Keine Sicherheitshinweise mehr bei neuen Smartphones (Allgemein)

H. Lamarr @, München, Freitag, 20.03.2015, 00:24 (vor 2814 Tagen)

Dr. Thomas Jung, Leiter des Fachbereichs Strahlenschutz und Gesundheit im BfS rät Eltern:

Wenn Sie oder Ihr Kind das Smartphone am Körper tragen, achten Sie auf den vom Hersteller angegebenen Mindestabstand. Verwenden Sie das dazu mitgelieferte Tragezubehör.

Tatsächlich war der Mindestabstand, mit dem ein Mobiltelefon am Körper zu tragen ist, vor ein paar Jahren ein großer Aufreger in der Anti-Mobilfunk-Szene, besonders in den USA. Auslöser waren Sicherheitshinweise in den Benutzerhandbüchern von Smartphones, die z.B. einen Mindestabstand von 1,5 cm zum Körper vorschrieben (Beispiel).
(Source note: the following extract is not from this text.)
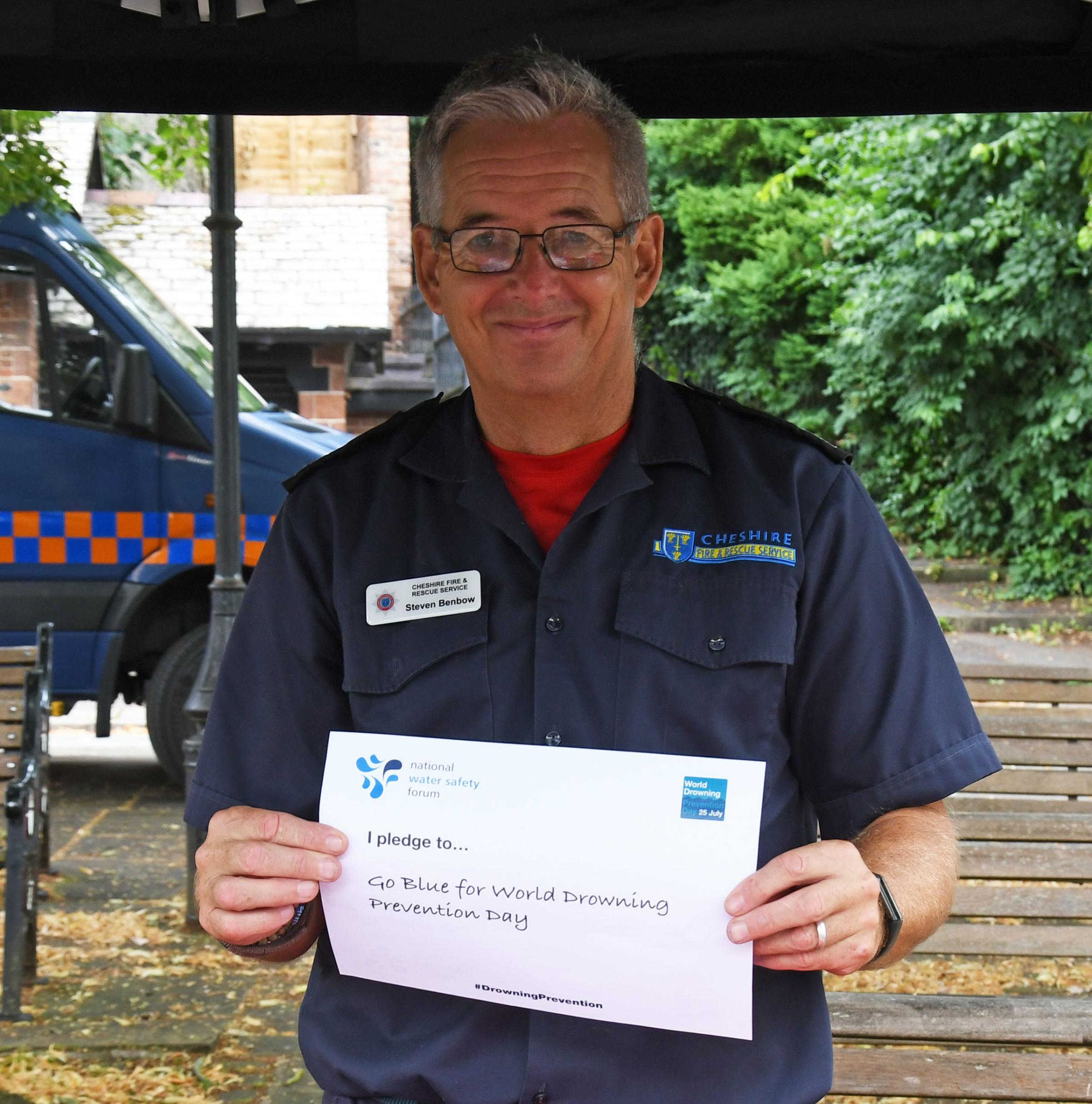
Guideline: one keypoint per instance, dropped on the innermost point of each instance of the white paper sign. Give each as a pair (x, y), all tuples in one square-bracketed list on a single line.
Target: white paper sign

Mobilfunkgegner witterten sofort die Gefahr, die Hersteller würden sich mit solchen unpraktischen Tipps aus der Produzentenhaftung stehlen wollen. Das IZgMF fragte 2-mal beim Mobile Manufactures Forum (MMF) nach einer Begründung für die Abstandsregel, 2-mal blieb jede Reaktion aus.

Inzwischen stellt sich der Sachstand jedoch anders dar, wie zwei Beispiele belegen.

Das jüngste Galaxy S III mini von Samsung ist das Modell GT-I8200N. Es kommt ohne "Tragezubehör" und das Handbuch verliert kein Wort mehr zu Sicherheitshinweisen, wie sie früher gang und gäbe waren. Ergo erfährt einer, der ein S III mini benutzt, nichts von einem Mindestabstand, den das Smartphone zum Körper haben muss. Wahrscheinlich hat dieses Modell keinen Mindestabstand.

Nicht anders sieht es bei dem Modell HTC one aus. Auch bei diesem beliebten Smartphone gibt es im Handbuch keinerlei Sicherheitshinweise mehr.

Der Tipp von Thomas Jung ist bei solchen Smartphones wertlos, weil irrelevant.

Was ist da los, wo sind die Sicherheitshinweise abgeblieben?

Aus meiner Sicht hat die hysterische Reaktion von Mobilfunkgegnern auf die Nennung von Mindestabständen die Gerätehersteller dazu gebracht, diese Hinweise bei neueren Modellen ersatzlos zu streichen. Aus gutem Grund, denn solche gut gemeinten vorsorglichen Sicherheitshinweise sind eher irritierend, denn nützlich. Als z.B. die Schweiz vor 15 Jahren ihre Anlagewerte für Sendemasten einführte (max. Feldstärke 10 % des bei uns zulässigen Werts) beruhigte dies die Bevölkerung nicht. Im Gegenteil: Subjektive Ängste gegenüber EMF wurden dadurch erst recht befeuert. Aus dieser Erfahrung heraus weigern sich alle großen Handyhersteller bis heute standhaft, den werbewirksamen "Blauen Engel" für strahlungsarme Mobiltelefone zu beantragen. Begründung: Das Umweltzeichen würde suggerieren, Modelle mit SAR-Werten >0,6 W/kg wären riskant. Dies sei aus Sicht der Hersteller jedoch nicht der Fall, auch Modelle mit dem Maximalwert 2 W/kg wären gesundheitlich unbedenklich.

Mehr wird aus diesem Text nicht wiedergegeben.